D'après Alya Aglan, le Mouvement Libération-Nord (1940-1947). Un engagement politique dans la Résistance, thèse de doctorat sous la direction de M. le Professeur Jean-Pierre Azéma, IEP de Paris, 1998.

Janvier 1944 - août 1944 haut ▲

L'organisation, bien huilée, fonctionne sans perturbations majeures jusqu'à la fin du mois d'avril 1944, lorsqu'une souricière est tendue par la Milice. Prévenu, l'imprimeur Racine parvient à prendre la fuite. Le chauffeur de la camionnette transportant les colis de journaux, déclarant ignorer le contenu des paquets, réussit à se faire relâcher, tandis qu'un membre de Libération-Nord est arrêté. C'est alors qu'entre le 21 avril et le 20 mai 1944 cesse de paraître Libération. Pierre Fortassier pavient de nouveau à ronéotyper le journal sur deux pages, à l'aide du duplicateur de la maison Norgeu.
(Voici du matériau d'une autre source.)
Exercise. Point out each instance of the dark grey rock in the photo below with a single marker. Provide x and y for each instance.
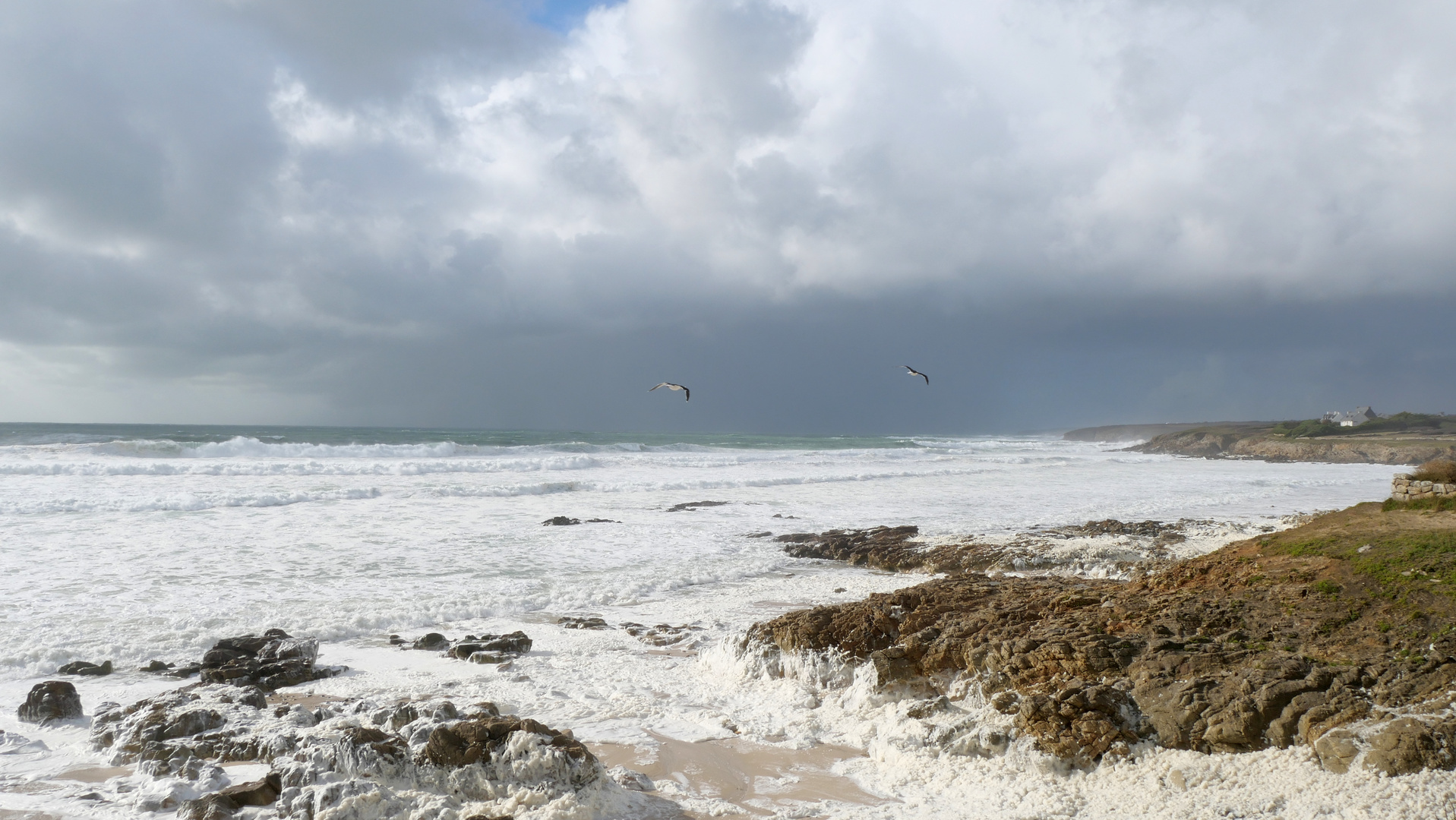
(50, 701)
Les deux derniers numéros sont imprimés grâce au concours d'autres résistants sur les presses de l'Auto, 10 rue du Faubourg-Montmartre.

Source(s) :

D'après Alya Aglan, le Mouvement Libération-Nord (1940-1947). Un engagement politique dans la Résistance, thèse de doctorat sous la direction de M. le Professeur Jean-Pierre Azéma, IEP de Paris, 1998.